A data engineer needs to load 10 TB of CSV files from Amazon S3 into Google BigQuery on a daily basis. Which service should they use to automate this transfer?
Trap 1: Dataproc
Dataproc is for running Spark/Hadoop jobs; not designed for simple file transfers.
Trap 2: Cloud Data Fusion
Cloud Data Fusion is a managed ETL/ELT service, but it is overkill and not the simplest solution for a straightforward S3-to-BigQuery transfer.

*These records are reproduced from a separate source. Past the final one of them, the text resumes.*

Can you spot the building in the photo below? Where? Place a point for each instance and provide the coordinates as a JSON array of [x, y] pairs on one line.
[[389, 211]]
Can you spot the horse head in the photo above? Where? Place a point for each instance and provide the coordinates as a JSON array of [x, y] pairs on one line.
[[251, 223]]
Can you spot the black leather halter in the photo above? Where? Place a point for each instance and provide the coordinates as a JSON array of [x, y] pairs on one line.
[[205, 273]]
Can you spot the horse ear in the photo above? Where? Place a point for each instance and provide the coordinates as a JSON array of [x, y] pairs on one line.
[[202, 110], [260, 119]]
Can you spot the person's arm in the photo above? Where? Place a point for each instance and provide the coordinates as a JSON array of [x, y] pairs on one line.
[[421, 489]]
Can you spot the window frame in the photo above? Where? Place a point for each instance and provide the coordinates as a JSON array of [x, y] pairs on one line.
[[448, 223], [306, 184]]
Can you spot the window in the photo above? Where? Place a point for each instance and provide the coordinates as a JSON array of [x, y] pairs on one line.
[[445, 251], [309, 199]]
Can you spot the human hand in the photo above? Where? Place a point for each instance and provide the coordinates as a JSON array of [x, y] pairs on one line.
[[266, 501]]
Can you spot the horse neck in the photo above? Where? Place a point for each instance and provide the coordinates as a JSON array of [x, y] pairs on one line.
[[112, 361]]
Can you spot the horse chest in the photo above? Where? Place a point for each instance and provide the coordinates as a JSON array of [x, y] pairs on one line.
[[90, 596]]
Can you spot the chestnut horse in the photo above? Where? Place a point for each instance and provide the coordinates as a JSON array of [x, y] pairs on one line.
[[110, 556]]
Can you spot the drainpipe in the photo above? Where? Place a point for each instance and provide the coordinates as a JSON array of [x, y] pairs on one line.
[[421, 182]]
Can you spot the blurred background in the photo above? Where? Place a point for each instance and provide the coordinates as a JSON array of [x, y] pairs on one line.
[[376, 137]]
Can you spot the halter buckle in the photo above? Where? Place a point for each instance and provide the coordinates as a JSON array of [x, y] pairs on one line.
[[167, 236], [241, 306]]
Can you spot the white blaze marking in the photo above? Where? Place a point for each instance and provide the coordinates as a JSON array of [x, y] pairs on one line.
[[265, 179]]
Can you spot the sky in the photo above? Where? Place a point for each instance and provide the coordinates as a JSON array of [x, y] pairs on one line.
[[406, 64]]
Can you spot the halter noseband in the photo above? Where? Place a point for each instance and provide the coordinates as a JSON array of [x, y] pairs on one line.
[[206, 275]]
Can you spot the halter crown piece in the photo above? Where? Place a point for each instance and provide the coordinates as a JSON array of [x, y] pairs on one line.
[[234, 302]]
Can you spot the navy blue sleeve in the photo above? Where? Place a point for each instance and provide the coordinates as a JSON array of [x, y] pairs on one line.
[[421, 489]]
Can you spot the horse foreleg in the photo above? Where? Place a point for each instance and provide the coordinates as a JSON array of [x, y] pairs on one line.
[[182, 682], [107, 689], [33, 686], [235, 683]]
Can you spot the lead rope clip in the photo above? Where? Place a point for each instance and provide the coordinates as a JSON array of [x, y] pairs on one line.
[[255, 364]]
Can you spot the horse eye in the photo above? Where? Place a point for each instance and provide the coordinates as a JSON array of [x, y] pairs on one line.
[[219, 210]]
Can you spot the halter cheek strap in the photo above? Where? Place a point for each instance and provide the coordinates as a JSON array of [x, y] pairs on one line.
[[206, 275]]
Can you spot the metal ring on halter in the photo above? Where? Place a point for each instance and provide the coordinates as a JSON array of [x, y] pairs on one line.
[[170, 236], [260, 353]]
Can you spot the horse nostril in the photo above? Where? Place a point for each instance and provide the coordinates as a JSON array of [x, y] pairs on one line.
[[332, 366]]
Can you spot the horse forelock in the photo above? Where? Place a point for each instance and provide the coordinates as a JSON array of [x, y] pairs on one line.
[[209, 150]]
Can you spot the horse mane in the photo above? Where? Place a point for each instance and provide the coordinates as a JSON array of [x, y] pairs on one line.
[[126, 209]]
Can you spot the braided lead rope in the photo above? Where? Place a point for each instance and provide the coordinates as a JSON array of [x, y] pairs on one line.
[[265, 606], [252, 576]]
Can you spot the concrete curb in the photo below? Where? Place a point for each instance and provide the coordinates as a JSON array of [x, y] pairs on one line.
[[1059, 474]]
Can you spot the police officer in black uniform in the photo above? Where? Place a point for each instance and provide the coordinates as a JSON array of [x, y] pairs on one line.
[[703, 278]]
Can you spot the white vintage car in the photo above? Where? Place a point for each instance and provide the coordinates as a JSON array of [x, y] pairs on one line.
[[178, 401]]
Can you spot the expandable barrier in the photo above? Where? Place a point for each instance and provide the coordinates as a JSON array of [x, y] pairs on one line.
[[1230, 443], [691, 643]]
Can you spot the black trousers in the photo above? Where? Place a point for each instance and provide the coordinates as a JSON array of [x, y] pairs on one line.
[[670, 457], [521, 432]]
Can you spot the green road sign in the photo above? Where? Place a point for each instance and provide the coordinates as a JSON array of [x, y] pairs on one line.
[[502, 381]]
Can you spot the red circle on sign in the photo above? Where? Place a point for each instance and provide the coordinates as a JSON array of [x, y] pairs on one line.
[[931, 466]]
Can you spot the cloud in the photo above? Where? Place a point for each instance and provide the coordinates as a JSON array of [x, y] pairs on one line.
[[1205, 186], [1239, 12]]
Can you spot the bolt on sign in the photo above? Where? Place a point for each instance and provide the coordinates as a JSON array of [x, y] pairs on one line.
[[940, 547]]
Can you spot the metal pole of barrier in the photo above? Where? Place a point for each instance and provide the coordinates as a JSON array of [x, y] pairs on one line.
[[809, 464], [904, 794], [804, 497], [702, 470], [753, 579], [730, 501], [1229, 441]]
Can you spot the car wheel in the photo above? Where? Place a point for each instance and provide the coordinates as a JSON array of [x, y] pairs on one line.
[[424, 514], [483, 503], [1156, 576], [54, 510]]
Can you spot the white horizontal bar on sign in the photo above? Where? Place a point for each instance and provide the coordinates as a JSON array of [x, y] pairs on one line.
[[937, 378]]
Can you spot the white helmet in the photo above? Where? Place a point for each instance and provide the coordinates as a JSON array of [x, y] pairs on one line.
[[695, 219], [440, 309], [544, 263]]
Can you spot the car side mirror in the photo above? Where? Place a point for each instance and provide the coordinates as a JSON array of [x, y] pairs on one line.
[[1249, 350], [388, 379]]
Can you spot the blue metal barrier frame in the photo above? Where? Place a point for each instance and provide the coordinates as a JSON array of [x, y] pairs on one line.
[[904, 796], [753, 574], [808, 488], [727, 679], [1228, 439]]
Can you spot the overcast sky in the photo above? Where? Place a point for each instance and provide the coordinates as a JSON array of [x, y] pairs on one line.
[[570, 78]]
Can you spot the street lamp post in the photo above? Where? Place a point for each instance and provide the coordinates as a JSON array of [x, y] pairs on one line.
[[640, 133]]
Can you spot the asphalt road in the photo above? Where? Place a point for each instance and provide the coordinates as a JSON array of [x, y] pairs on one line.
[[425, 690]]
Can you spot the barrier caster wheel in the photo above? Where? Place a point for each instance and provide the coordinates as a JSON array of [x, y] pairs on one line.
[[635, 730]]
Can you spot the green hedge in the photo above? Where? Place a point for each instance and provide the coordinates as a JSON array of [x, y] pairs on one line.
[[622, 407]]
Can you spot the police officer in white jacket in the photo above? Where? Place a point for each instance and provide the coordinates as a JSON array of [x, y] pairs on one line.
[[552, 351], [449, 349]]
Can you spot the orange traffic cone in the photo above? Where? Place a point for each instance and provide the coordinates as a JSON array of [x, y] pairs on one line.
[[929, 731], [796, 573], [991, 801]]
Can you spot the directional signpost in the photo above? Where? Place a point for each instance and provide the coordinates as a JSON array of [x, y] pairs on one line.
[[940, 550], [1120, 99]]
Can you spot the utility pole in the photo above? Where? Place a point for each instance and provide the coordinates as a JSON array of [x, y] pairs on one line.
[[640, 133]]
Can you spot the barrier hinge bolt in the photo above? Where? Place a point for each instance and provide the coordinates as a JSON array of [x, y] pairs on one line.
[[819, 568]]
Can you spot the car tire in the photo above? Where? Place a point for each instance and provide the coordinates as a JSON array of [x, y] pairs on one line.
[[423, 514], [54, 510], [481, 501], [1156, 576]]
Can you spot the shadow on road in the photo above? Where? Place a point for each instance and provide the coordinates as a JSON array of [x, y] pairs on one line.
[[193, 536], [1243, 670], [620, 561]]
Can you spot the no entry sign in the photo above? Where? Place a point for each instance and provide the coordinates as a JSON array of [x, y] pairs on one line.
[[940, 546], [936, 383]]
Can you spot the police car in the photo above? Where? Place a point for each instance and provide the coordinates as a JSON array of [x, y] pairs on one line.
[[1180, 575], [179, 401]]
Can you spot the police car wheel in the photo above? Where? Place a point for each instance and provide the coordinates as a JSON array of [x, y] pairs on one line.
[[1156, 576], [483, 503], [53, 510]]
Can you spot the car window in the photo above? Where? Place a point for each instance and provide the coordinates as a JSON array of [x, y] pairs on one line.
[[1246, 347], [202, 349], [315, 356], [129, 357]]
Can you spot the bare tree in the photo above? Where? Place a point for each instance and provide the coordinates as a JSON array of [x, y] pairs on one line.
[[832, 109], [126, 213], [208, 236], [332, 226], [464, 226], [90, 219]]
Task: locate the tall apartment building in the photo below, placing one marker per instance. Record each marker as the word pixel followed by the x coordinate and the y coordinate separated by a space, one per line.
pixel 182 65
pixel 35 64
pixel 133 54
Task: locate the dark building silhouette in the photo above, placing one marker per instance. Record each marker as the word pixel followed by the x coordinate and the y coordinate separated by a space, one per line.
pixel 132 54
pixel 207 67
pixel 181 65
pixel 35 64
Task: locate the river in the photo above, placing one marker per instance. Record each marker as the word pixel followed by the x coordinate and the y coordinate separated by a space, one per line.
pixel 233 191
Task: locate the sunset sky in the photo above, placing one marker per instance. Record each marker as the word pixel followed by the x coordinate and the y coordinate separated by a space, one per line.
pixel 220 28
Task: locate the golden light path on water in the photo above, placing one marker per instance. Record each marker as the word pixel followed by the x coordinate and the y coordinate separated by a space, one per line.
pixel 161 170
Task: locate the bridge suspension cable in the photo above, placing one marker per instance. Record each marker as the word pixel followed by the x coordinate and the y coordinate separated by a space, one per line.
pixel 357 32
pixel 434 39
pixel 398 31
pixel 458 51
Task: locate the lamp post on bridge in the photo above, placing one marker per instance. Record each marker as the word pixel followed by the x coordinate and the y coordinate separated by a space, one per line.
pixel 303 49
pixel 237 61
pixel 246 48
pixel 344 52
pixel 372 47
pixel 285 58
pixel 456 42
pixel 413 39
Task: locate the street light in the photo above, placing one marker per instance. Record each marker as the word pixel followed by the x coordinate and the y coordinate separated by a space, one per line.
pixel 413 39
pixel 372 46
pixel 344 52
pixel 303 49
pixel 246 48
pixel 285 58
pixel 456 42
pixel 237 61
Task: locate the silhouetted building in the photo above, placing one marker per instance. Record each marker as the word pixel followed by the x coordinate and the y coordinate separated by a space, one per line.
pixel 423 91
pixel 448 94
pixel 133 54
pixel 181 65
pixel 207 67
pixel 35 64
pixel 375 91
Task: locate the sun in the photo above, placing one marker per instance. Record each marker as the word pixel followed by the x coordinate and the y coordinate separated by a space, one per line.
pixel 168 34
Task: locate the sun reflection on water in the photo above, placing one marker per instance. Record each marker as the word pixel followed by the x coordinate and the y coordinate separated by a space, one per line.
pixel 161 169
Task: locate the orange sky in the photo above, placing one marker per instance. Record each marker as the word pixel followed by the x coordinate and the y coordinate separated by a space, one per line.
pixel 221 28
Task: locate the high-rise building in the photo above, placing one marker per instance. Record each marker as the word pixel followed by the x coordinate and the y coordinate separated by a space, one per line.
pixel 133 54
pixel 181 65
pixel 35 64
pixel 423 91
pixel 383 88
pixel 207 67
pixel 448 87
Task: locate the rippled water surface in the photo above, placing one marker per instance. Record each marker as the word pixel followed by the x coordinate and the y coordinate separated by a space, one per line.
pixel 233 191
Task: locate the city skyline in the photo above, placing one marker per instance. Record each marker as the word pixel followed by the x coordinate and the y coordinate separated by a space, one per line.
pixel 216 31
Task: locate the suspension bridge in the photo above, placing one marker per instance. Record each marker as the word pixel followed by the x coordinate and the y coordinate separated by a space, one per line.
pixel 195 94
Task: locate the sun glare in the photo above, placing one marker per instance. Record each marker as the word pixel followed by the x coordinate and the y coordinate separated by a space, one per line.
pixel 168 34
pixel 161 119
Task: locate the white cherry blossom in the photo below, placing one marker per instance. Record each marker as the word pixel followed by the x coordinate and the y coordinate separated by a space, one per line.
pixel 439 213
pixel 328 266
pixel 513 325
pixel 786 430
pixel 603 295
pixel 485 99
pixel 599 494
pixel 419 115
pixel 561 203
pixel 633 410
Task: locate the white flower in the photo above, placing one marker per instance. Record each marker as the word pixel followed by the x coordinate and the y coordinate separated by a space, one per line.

Trap 3: Storage Transfer Service
Storage Transfer Service transfers data to Cloud Storage, not directly to BigQuery. Additional steps are needed.
- A
Dataproc
Why wrong: Dataproc is for running Spark/Hadoop jobs; not designed for simple file transfers.
- B
Cloud Data Fusion
Why wrong: Cloud Data Fusion is a managed ETL/ELT service, but it is overkill and not the simplest solution for a straightforward S3-to-BigQuery transfer.
- C
BigQuery Data Transfer Service
BigQuery Data Transfer Service supports scheduled transfers from Amazon S3 directly into BigQuery.
- D
Storage Transfer Service
Why wrong: Storage Transfer Service transfers data to Cloud Storage, not directly to BigQuery. Additional steps are needed.